During the meeting, it was recognized as a primary task of collecting timely information of each country to form a global database that can allow a comprehensive reading of the conditions in which innovation is developed. To achieve this, it has made a call to members of the network, inviting them to participate in the creation of this database, so that they can further strengthened the tools available to help investors in all matters related to your role in the entrepreneurial ecosystem.

The Global Business Angels Network (GBAN) is a global community of business angel networks and organizations coordinated by the Global Entrepreneurship Network (GEN). GBAN brings greater public awareness and engagement to the role that business angels play in helping new firms start and scale. GBAN interfaces with entrepreneurs, policymakers, other early-stage finance actors and leading entrepreneurial support programs to strengthen the global entrepreneurial ecosystem. Whether helping local entrepreneurial ecosystems recruit more investors, expanding geographic investment arenas beyond local markets or amplifying the angel “voice” to regulatory issue discussions, GBAN seeks to provide an inclusive, supportive community of early-stage investors around the world.

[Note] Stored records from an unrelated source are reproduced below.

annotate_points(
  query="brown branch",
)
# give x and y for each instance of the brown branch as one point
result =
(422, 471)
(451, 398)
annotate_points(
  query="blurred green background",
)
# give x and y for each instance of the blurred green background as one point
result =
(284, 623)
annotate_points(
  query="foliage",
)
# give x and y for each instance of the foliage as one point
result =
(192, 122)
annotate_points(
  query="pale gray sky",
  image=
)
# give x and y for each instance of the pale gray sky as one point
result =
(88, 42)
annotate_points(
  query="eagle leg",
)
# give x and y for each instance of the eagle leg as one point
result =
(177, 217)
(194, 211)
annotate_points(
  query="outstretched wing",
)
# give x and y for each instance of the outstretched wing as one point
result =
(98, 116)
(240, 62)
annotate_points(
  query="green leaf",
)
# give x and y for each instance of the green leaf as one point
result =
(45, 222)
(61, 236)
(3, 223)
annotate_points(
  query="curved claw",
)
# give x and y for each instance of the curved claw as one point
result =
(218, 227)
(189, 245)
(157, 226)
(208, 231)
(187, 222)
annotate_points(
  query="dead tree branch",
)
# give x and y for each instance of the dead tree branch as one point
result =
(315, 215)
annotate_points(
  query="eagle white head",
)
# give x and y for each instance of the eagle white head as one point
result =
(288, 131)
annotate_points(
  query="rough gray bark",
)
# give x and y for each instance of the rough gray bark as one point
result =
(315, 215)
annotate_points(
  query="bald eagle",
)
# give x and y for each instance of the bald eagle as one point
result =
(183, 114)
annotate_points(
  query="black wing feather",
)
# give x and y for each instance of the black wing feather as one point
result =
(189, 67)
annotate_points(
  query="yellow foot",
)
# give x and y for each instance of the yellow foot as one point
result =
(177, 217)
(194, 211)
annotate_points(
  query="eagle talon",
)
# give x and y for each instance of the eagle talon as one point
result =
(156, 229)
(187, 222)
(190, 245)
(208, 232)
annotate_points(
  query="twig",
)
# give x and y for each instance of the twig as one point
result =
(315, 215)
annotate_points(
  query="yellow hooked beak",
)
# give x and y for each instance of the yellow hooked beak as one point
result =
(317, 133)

The closure of the Congress to pass the torch to the next hosts: Johannesburg--a city that, like Medellin, is building an ecosystem of strong and active entrepreneurship.

The stage rose representatives of Johannesburg, Thaninga Shope-Linney, Ambassador of South Africa, Kizito Okechukwu, the SEA Africa and Ruby Mathang, representing the city. Representatives thanked the hospitality of Medellin as hostess and left manifest the promise of being reciprocated. It also highlighted the importance of bringing this event to South Africa, the first opportunity to attend an event of this type. Africa being one, full of natural resources and huge potential for social development young region, the next Congress promises a new world approach to content on this continent.

The next hosts promise an experience of impact, based on the great potential that can be identified in African societies and inspiration received to know the city of Medellin, which is, in turn, a significant achievement of the Global Entrepreneurship Network ( GEN).


Thank you to Medellín and its inspiring entrepreneurs for hosting the 2016 Global Entrepreneurship Congress, and giving us a taste of Medellín's entrepreneurial spirit.

During the last day of the Global Entrepreneurship Congress, the international delegation met at Télemedellín, the city's public television station, for a look at entrepreneurs and startups from the city and surrounding areas on Antioquia, as well as a variety of GEN working sessions. 

From delicious food and excellent coffee, to fine leather wear and technology companies, the entrepreneurs at Télemedellín showcased a selection of the bright talent and entrepreneurial spirit in the city. Entrepreneurship support programs, like ANDI Colombia, Creame, Parque E, Endeavor Colombia, and others also attended to explain to international delegates what Medellín and Colombia are doing to encourage new firm formation. 

GEN working sessions were led by GEN staff members, and covered a variety of topics, including website tutorials, a social media question and answer session, best practices for fundraising and a GEN country information session.